別々の場所で考えたことが、あとから点線のようにつながり始めた。
先日は「プロセスワークとトラウマ」という講座に参加した。
そして今週、日本プロセスワークセンターから基礎コースの修了証が届いた。
映画『急に具合が悪くなる』を観た。2回目だった。
世田谷美術館では「MEMORIES OF WEST AFRICA ふたりのアフリカ、手仕事の宇宙」を観た。
それぞれまったく違う場所で、違うものに触れていたはずなのに、振り返ってみると、自分の中ではどこかでつながっている。
「内」と「外」
『急に具合が悪くなる』を観ていて、何度も劇中に出てきたのが「内」と「外」だった。
何かの内側にいる人がいて、その外側に置かれる人がいる。
都市と地方。
豊かさと貧しさ。
人間と自然。
劇中では、資本主義がその内側を維持するために「外部」を必要としてきた、という話も出てくる。
内側にいると、その便利さや豊かさを支えるために、外側で誰かや何かが引き受けているものは見えにくい。
そして仕事の中でも、時間や体力やプライベートまで差し出しながら、それでも構造そのものはなかなか変わらない。
人間には知性がある。
精神がある。
身体がある。
けれど、効率や役割や生産性だけで人を見るようになると、その当たり前のことが抜け落ちていく。
映画を観ながら、「人間としての尊厳」という言葉が頭に残った。
頭だけでは、人間を捉えられない
少し前まで、プロセスワーク(プロセス指向心理学)の基礎コースに通っていた。
そこでも、人間を頭だけで捉えない。
語られていることだけではなく、感情や身体感覚、まだ言葉になっていない反応を見る。
頭では「大丈夫」と思っていても、身体が固くなっていることがある。
考えていることと、感じていることが一致しないこともある。
人間には、言葉や思考だけでは捉えきれないものがある。
先週参加した「プロセスワークとトラウマ」でも、頭で理解することと、実際に身体で起きていることは必ずしも同じではなかった。
そんな週に、基礎コースの修了証が届いた。
一区切りではある。
けれど、何かを「理解した」というより、人間というものを簡単に説明しなくなった、という方が近いのかもしれない。
暮らしの中で、分かれていないもの
そして世田谷美術館で観た「MEMORIES OF WEST AFRICA ふたりのアフリカ、手仕事の宇宙」。
ひょうたんの器。
草を編んだかご。
土器。
布。
革。
ビーズ。
太鼓。
会場には、人の声や歌も流れていた。
ひょうたんは器にもなり、楽器にもなる。
草を編み、土を焼き、布を織り、染める。
身につける。
食べる。
働く。
音を鳴らす。
展示を見ながら、身体と手と自然と文化が、それぞれ別々のものとして存在しているのではなく、暮らしの中でつながっているように感じた。

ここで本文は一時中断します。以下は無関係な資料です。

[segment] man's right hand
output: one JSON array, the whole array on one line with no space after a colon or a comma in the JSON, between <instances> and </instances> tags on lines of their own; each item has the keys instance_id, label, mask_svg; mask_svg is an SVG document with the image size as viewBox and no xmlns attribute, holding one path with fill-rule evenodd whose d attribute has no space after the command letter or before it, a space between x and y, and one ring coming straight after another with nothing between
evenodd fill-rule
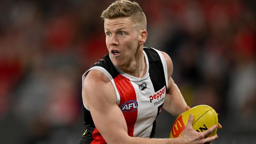
<instances>
[{"instance_id":1,"label":"man's right hand","mask_svg":"<svg viewBox=\"0 0 256 144\"><path fill-rule=\"evenodd\" d=\"M217 135L211 137L207 137L217 128L217 126L213 126L204 131L198 133L195 131L192 127L193 119L193 116L190 114L186 128L180 137L181 139L183 140L184 142L183 143L202 144L207 142L210 143L218 138Z\"/></svg>"}]
</instances>

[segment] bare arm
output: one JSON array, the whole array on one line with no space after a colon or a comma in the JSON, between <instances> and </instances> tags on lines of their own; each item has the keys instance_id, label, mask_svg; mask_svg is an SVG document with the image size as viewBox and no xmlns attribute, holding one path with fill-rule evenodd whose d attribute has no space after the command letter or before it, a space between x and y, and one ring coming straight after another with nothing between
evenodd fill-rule
<instances>
[{"instance_id":1,"label":"bare arm","mask_svg":"<svg viewBox=\"0 0 256 144\"><path fill-rule=\"evenodd\" d=\"M178 86L171 77L173 68L171 58L165 53L162 52L162 54L166 61L169 78L163 108L173 115L177 116L185 111L187 105Z\"/></svg>"}]
</instances>

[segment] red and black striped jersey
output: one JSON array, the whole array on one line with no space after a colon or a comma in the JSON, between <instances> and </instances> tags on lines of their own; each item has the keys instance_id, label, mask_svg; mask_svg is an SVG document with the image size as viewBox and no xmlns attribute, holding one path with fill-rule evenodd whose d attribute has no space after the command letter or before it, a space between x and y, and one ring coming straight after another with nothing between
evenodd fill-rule
<instances>
[{"instance_id":1,"label":"red and black striped jersey","mask_svg":"<svg viewBox=\"0 0 256 144\"><path fill-rule=\"evenodd\" d=\"M85 73L82 83L92 69L97 69L105 74L113 86L117 104L125 118L128 135L152 138L156 118L162 108L167 87L167 66L160 51L144 47L143 54L147 66L146 74L141 78L122 72L113 65L108 54ZM80 144L106 144L95 127L90 110L84 104L83 110L86 130Z\"/></svg>"}]
</instances>

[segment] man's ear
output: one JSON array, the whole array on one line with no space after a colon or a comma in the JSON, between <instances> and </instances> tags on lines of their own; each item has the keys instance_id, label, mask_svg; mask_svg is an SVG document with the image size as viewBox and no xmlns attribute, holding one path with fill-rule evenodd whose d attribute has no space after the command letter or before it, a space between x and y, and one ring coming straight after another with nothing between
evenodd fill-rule
<instances>
[{"instance_id":1,"label":"man's ear","mask_svg":"<svg viewBox=\"0 0 256 144\"><path fill-rule=\"evenodd\" d=\"M147 38L148 37L148 33L146 30L141 30L141 37L141 37L141 39L139 41L139 44L142 45L146 42Z\"/></svg>"}]
</instances>

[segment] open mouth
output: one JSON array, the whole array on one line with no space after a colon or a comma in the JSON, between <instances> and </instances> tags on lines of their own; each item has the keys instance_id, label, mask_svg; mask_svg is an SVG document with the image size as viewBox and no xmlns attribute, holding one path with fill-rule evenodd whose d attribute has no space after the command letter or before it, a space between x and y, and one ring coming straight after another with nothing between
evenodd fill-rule
<instances>
[{"instance_id":1,"label":"open mouth","mask_svg":"<svg viewBox=\"0 0 256 144\"><path fill-rule=\"evenodd\" d=\"M114 56L118 56L120 54L120 53L116 50L112 50L111 51L111 54Z\"/></svg>"}]
</instances>

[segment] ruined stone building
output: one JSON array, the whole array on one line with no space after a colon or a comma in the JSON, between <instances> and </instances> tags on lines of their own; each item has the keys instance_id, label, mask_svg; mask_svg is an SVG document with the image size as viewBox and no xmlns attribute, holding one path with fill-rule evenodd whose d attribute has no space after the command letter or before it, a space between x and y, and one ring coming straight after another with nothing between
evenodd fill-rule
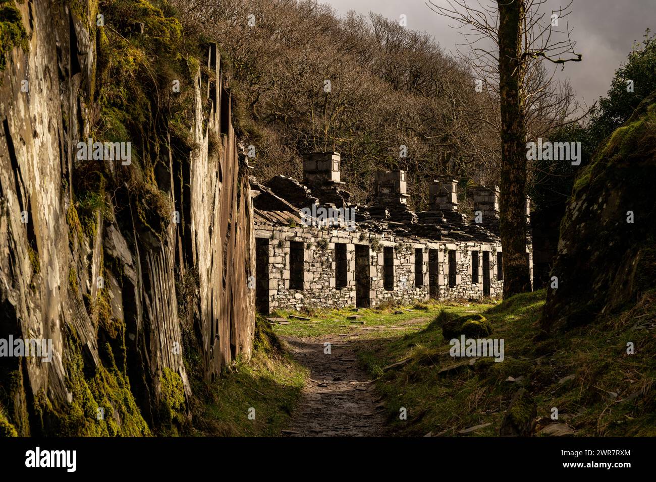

音楽も、暮らしから切り離されたものではなく、そこにある。
もちろん、そこに資本主義が存在しなかったという話ではない。
展示されていたガラスビーズの背景には、ヨーロッパとの交易や奴隷貿易の歴史もある。
それでも僕には、効率や生産性や数字だけでは測れない豊かさが、そこにあるように思えた。
分けることで、見えなくなるもの
映画と、プロセスワークと、西アフリカの手仕事。
同じことを語っているわけではない。
無理につなげる必要もないと思う。
ただ、今週の僕の中では点線でつながっている。
映画では、人間が役割や生産性だけで扱われてしまうことを考えた。
プロセスワークでは、人間は思考だけではなく、感情や身体も含んでいることに触れた。
西アフリカの手仕事を見ながら、器、仕事、身体、自然、音楽、文化が、暮らしの中でつながっているように感じた。
人間も、暮らしも、わかりやすく分けることで理解しやすくなる。
けれど、分けることで見えなくなるものもあるのかもしれない。
人間を、役割だけにしないこと。
頭だけにしないこと。
生産性だけにしないこと。
人には心があり、身体があり、手があり、誰かとの関係があり、暮らしがある。
その全部を含めて、人間なのだと思う。
豊かさとは何なのか。
人間として生きるとはどういうことなのか。
答えはまだわからない。
今週は、別々の場所から、同じ問いを渡されたような気がしている。